It would be great if we could create an AST for Markdown. That way, parsers could parse the Markdown to this AST then generate the HTML from the AST at the end. This separation of concerns (parsing MD vs outputting HTML) should lead to better debugging, inspection, and testing of markdown parsers.
So I decided to create an AST in XML. I spent about 4 hours on it.
Despite the fact that XML is subjectively the devil, it has pretty great support for validation, and that is why I chose to write a XML DTD that describes an XML document containing the AST, which should have all information that should be necessary to generate the HTML output of the parser.
You should also know that I recognize that XML is incredibly verbose, and I do not actually expect parsers to make an XML file - just to have an internal representation that they can readily dump as this kind of XML file.
I submit this document under the CC-BY license, in addition to the CC-BY-NC-SA license implicit in content posted on the forum.
Here’s an example of use:
EDIT: All these links are dead. Didn’t notice that they get removed after 30 days.

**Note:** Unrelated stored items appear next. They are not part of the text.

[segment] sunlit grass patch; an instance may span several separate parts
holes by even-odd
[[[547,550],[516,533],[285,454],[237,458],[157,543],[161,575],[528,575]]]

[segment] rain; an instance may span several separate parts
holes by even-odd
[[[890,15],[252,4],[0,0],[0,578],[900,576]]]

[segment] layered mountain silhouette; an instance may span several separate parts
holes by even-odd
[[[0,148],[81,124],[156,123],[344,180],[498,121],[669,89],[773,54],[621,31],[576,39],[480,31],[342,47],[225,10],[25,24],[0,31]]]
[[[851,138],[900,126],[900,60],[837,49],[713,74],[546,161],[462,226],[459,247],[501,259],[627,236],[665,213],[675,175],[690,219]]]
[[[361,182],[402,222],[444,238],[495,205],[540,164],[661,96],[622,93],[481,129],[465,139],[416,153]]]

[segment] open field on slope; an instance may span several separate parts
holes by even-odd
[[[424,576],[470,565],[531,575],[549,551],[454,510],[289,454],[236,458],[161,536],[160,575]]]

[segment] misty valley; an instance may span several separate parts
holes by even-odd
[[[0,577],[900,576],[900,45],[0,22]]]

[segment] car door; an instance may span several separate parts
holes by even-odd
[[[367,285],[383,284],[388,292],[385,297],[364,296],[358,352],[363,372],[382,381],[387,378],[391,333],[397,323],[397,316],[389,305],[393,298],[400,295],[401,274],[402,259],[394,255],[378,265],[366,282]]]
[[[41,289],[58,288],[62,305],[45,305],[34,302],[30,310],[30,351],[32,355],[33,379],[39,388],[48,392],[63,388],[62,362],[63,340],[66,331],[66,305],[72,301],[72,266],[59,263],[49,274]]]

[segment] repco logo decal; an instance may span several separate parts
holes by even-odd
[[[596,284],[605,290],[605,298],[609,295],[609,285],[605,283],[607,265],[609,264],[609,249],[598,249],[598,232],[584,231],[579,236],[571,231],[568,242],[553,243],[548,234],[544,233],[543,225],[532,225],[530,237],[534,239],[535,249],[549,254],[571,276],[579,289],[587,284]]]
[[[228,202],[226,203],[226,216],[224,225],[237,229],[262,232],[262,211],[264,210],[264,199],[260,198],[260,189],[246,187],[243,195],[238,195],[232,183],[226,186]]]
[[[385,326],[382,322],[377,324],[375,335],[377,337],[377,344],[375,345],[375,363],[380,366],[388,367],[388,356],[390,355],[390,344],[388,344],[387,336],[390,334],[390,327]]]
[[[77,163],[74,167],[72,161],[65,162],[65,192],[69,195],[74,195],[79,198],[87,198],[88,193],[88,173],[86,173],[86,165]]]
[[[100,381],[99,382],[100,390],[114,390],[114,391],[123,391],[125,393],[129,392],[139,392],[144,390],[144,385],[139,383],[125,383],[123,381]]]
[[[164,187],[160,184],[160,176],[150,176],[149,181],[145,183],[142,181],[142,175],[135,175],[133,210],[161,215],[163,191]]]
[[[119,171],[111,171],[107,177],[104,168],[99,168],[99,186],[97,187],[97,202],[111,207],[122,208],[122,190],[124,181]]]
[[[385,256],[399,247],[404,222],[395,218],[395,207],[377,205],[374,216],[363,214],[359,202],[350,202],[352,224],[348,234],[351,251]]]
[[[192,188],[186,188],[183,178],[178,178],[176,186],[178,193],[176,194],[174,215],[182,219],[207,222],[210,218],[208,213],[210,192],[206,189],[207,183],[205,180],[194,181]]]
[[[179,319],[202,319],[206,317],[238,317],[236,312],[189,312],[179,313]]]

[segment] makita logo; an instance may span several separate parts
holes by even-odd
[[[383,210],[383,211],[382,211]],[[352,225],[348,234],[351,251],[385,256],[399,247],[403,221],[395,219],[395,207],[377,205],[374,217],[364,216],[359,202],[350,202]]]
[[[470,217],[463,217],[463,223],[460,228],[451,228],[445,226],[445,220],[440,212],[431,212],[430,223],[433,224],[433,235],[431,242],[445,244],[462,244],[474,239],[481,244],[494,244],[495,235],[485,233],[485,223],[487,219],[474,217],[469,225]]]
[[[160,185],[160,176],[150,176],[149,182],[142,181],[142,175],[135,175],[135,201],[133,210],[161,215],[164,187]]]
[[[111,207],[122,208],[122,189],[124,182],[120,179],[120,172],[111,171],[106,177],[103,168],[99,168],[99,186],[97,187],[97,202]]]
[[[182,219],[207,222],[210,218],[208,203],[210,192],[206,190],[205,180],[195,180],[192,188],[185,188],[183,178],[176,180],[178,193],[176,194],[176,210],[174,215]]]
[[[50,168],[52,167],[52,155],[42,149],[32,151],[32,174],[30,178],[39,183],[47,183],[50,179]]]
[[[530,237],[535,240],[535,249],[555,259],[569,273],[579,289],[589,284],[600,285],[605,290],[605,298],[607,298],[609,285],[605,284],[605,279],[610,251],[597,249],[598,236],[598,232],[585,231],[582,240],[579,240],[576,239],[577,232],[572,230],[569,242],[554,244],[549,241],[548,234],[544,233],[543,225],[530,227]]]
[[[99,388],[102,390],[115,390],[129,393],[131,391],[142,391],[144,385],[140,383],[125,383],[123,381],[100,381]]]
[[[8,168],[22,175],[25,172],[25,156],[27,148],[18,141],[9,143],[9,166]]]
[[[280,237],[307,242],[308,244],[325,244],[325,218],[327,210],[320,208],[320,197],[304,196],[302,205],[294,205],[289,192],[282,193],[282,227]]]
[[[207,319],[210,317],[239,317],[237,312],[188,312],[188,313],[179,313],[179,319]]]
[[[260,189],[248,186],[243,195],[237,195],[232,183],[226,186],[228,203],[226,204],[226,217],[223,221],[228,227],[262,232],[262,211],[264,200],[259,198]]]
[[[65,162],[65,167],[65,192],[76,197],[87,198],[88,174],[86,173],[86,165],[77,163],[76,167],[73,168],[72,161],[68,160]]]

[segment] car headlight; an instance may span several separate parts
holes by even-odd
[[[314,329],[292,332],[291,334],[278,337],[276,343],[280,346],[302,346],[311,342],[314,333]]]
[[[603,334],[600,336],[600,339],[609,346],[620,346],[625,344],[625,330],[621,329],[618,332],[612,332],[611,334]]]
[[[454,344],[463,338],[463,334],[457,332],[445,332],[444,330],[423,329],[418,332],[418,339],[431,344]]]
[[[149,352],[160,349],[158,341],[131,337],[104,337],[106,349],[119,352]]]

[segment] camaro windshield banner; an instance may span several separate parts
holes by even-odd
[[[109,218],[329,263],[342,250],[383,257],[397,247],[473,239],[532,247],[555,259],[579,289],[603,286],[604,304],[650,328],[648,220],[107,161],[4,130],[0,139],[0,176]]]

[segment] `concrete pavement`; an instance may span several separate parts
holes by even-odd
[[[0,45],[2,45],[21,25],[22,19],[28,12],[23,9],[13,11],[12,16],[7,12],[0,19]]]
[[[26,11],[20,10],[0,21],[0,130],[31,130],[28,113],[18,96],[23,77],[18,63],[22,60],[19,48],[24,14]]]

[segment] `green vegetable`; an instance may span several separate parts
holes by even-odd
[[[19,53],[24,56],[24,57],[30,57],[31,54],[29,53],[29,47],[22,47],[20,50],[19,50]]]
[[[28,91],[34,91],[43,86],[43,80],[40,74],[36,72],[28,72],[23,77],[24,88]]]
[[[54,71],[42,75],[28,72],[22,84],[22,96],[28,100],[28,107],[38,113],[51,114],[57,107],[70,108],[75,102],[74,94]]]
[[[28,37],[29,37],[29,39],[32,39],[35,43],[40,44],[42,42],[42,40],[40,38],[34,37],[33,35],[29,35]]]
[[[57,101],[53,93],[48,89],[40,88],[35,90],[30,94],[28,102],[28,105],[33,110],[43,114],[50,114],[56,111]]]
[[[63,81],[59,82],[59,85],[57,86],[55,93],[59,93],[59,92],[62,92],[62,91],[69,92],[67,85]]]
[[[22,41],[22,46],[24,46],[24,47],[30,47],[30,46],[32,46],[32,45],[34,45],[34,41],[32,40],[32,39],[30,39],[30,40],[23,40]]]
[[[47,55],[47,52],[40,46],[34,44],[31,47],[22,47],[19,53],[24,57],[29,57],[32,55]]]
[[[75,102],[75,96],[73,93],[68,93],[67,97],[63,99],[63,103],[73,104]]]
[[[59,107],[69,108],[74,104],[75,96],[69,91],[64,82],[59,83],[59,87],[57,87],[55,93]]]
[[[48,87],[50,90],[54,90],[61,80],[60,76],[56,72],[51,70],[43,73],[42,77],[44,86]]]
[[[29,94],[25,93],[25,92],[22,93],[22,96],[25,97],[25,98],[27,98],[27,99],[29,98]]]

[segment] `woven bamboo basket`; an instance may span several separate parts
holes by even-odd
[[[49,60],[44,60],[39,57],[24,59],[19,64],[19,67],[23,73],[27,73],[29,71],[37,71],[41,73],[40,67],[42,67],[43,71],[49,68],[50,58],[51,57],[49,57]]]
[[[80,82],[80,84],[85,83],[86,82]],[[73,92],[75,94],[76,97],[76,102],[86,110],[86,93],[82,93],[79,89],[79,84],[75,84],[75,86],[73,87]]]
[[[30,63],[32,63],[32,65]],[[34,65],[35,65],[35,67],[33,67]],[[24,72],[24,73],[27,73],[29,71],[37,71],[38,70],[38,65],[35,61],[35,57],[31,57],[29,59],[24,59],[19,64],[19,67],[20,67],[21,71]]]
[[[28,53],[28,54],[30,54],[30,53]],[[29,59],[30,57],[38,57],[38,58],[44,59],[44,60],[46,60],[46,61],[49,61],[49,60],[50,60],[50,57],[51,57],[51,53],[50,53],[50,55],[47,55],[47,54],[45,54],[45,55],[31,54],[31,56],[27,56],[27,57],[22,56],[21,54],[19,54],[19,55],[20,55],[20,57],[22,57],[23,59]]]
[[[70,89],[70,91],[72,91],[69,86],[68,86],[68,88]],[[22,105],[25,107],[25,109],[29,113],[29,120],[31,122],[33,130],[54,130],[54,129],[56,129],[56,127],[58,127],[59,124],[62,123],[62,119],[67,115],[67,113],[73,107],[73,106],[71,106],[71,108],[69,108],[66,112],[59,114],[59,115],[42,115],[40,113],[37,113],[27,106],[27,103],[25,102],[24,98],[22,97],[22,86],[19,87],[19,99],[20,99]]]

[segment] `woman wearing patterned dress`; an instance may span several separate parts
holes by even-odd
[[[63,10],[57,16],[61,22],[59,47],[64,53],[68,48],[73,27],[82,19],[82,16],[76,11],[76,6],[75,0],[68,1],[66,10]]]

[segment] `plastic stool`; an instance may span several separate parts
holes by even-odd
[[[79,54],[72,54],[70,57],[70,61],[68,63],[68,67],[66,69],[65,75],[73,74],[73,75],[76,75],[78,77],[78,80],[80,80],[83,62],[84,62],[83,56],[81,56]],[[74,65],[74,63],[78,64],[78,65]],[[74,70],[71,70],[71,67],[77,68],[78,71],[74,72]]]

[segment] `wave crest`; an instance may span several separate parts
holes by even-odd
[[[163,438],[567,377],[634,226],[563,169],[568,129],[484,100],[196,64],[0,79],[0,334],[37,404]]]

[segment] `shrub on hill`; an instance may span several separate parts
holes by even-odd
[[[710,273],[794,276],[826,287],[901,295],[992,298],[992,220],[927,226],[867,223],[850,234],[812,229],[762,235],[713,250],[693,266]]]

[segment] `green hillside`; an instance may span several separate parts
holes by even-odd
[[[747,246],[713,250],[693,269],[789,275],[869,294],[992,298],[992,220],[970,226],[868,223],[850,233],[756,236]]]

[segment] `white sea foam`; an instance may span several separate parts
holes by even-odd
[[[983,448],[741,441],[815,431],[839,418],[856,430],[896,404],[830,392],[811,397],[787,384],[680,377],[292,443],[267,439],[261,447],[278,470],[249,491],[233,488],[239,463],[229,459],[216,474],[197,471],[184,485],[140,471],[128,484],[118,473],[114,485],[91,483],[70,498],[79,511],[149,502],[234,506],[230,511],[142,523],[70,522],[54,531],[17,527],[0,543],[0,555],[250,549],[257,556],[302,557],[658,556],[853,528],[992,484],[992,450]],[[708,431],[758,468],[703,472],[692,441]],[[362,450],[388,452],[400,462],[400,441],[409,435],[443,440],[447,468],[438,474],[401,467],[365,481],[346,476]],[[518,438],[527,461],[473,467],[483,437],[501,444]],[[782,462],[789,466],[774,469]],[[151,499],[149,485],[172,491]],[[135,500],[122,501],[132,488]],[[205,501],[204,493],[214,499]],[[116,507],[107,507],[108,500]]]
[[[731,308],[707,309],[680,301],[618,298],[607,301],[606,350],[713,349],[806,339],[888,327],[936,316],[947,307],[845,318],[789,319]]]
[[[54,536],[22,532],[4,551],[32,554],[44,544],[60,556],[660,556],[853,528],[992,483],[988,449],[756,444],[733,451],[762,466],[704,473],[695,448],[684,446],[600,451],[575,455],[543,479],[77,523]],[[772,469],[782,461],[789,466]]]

test1.xml: http://hastebin.com/veyenuketo.xml <-- abstract syntax tree
(by the way, that test1.md is pretty funny on Babelmark)
test2.md: the empty string
test2.html: the empty string
Ideally, we could get a tool that would take this AST and render it as output HTML. It doesn’t seem like that should be too hard - link references would be the only part requiring anything other than straight load-in, dump-out.
The next step would be to create a tool that would take the AST and turn it into Markdown. Then we can compare the HTML output of the parsers and the AST->HTML tool and find bugs!